In this exploratory study, we show that in patients with CD, the use of atorvastatin for 13 weeks (80 mg daily), combined with existing anti-inflammatory therapy, reduced the levels of inflammatory markers in plasma and faeces, and also reduced clinical disease activity. In addition to the lowering of cholesterol levels, atorvastatin led to significant decreases of CRP. CRP is an objective marker of inflammation and, in gastrointestinal diseases such as CD, its levels correlate with clinical disease activity. Therefore, CRP is useful as a laboratory marker to predict prognosis and relapse in patients with CD. (Solem et al., 2005) Hence, it has been shown that strong anti-inflammatory agents work particularly well in patients with active gut inflammation and elevated levels of CRP (Vermeire et al., 2006). Our findings support the contention that a significant lowering of CRP levels by statin therapy may inhibit inflammation in patients with CD.

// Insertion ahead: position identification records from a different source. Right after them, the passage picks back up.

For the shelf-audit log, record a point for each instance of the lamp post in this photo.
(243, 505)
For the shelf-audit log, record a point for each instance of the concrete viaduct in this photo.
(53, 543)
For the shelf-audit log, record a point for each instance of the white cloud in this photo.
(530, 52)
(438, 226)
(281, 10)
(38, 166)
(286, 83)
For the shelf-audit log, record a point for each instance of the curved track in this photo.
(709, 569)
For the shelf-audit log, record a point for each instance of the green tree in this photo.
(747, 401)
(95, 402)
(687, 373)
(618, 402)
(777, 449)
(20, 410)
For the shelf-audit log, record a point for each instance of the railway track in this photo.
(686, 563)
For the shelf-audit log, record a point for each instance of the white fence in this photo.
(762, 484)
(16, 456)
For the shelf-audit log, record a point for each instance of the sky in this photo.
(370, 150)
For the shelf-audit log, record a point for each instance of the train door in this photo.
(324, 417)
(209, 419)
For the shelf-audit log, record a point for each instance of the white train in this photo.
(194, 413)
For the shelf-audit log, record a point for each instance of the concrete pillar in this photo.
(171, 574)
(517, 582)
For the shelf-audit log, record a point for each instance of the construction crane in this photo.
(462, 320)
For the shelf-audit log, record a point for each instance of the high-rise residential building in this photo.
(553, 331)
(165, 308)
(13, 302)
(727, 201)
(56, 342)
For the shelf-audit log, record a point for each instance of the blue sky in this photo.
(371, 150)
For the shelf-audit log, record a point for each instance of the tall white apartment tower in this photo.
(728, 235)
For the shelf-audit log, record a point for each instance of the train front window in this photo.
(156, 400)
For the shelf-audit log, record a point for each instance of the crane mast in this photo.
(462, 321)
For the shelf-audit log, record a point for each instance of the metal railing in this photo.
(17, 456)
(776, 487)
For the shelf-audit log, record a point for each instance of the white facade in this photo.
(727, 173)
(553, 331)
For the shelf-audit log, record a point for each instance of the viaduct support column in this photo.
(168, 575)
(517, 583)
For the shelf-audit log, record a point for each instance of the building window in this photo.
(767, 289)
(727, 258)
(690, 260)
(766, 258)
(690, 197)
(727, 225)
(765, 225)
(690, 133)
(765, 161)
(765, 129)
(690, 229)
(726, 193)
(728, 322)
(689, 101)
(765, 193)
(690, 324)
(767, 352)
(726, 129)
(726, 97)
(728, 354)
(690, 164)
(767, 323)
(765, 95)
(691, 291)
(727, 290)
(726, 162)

In an attempt to explore the anti-inflammatory effect of atorvastatin further in patients with CD, we evaluated other inflammatory markers that are not dependent on an elevation of CRP. The disturbance of the mucosal barrier, dysregulation of intestinal immune responses as well as bacterial and other environmental factors are known to have a function in the development of CD. In this context, various protein biomarkers can be used to describe inflammation in CD. For instance, it has been shown that the levels of sCD14, an acute-phase protein and a modulator of cell-associated and humoral immune responses (Arias et al., 2000; Bas et al., 2004), are increased during active inflammation, and in patients with inactive and/or treated CD, a persistant elevation of sCD14 has been observed despite a marked reduction of CRP (Pastor Rojo et al., 2007). The rise in sCD14, together with lipopolysaccharide-binding protein was suggested to reflect a passage of enteric bacterial products into the circulation. On the other hand, several studies have shown that faecal calprotectin, a marker of intestinal inflammation, is significantly increased in CD and correlates well with intestinal permeability. (Berstad et al., 2000; Konikoff and Denson, 2006) As a matter of fact, in our CD patients treated with atorvastatin, we observed a very small lowering of sCD14 levels and a decrease, but not a normalization, of faecal calprotectin levels in most of the patients studied. This indicates that atorvastatin effectively reduces the liver-derived, acute-phase reactant CRP, but expresses only a minor effect on markers related to local inflammatory processes.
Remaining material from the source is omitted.